2. Use Low Borders to Direct Traffic
In the main garden, boxwood marks a firm line between the lawn and the flower beds, eliminating the need for decorative brick or metal edging. Repeating a variety of shapes keeps the plantings dynamic. Boxwood balls and rectangles punctuate the edging at consistent intervals. Treelike cones of clipped wax-leaved privet flank the entrance like columns. Consider placing sheared shrubs on either side of an arbor—or your front door—for a formal accent.
3. Create Layers of Enclosure
In a small side garden, a low boxwood hedge forms a semicircle to highlight a statue, which is surrounded by fragrant lavender. You could do the same for a birdbath or other focal point. In the background, clipped plantings of tall which add privacy by screening the security fence behind it.
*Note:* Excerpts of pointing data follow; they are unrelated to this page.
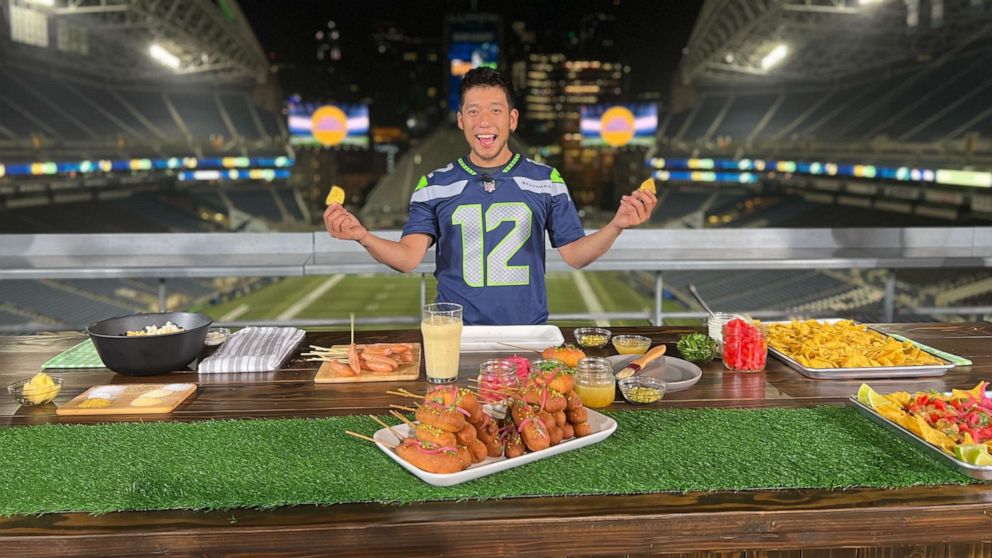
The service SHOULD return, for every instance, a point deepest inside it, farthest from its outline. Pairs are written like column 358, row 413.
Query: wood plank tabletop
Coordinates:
column 931, row 520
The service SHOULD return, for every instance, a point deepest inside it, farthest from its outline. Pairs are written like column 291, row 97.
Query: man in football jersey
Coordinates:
column 488, row 213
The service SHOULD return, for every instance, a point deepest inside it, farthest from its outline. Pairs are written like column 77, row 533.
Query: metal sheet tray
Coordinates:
column 973, row 471
column 923, row 371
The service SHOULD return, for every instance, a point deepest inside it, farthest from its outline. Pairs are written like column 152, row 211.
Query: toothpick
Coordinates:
column 390, row 428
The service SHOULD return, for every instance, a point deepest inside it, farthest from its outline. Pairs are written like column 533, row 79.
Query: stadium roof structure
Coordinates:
column 826, row 39
column 211, row 38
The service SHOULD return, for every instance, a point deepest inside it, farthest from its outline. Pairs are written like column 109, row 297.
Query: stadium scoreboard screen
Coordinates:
column 619, row 125
column 328, row 125
column 473, row 42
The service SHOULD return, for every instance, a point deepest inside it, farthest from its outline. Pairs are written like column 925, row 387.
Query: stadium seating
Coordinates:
column 934, row 102
column 148, row 117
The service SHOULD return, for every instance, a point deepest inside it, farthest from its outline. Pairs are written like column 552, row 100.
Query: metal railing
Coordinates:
column 165, row 256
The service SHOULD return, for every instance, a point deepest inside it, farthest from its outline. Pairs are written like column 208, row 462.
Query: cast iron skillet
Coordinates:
column 151, row 354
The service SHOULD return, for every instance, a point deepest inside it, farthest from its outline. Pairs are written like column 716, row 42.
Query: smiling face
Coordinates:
column 487, row 120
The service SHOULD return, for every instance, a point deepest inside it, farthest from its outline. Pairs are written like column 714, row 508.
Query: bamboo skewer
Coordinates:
column 518, row 347
column 407, row 393
column 402, row 417
column 364, row 437
column 390, row 428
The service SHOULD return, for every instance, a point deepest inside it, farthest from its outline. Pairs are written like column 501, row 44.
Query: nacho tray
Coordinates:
column 973, row 471
column 867, row 373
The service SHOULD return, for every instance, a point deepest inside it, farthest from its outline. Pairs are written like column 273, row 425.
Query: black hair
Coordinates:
column 484, row 77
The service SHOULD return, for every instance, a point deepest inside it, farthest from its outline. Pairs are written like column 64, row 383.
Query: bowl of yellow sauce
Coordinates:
column 631, row 344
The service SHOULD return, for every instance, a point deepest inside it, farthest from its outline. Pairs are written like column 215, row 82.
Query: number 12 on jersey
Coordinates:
column 493, row 270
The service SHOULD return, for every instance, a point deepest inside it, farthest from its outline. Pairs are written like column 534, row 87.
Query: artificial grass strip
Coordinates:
column 266, row 463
TOH TIP: Time rejuvenation pruning to be least traumatic. In cold areas, spring is the best time to cut back formal hedges. That way plants can regroup, put on plenty of new growth from summer to fall, and be healthy enough to get through a harsh winter. Most plants tolerate surface shearing as needed over the course of the growing season. How often will depend on the type of plant used and the growing conditions.
4. Mix Plants for More Interest
Two or more kinds of plants can make sheared edging more varied and interesting. On this patio, cones of rosemary mark the corners of a small rectangle of boxwood that sits on top
of a masonry square. This three-part arrangement makes an attractive base, almost like a planter, for a sculptural crepe myrtle
tree. In colder climates, dwarf Alberta spruce could be used in place of the tender rosemary plants.
5. Conceal the Shortcomings of Leggy Plants
This low hedge of boxwood makes a skirt that hides the unsightly bare bases of rosebushes. Because it provides a strong framework for the loose and romantic-looking beds, they can be filled with many kinds of roses and perennials—and maybe even a few weeds.
TOH Tip: Shape hedges so that the bottom is slightly wider than the top. Narrowing as you go from bottom to top keeps hedges fuller by allowing more sunlight to reach leaves. This prevents unattractive holes in the surface of the hedge and, worse, bare branches around the base. Though the difference may be barely perceptible, for a 10-foot-tall hedge the sides should slope as much as 4 to 6 inches from base to top. Some people set four posts and run level string lines along the top and bottom as guides to get a consistent shape.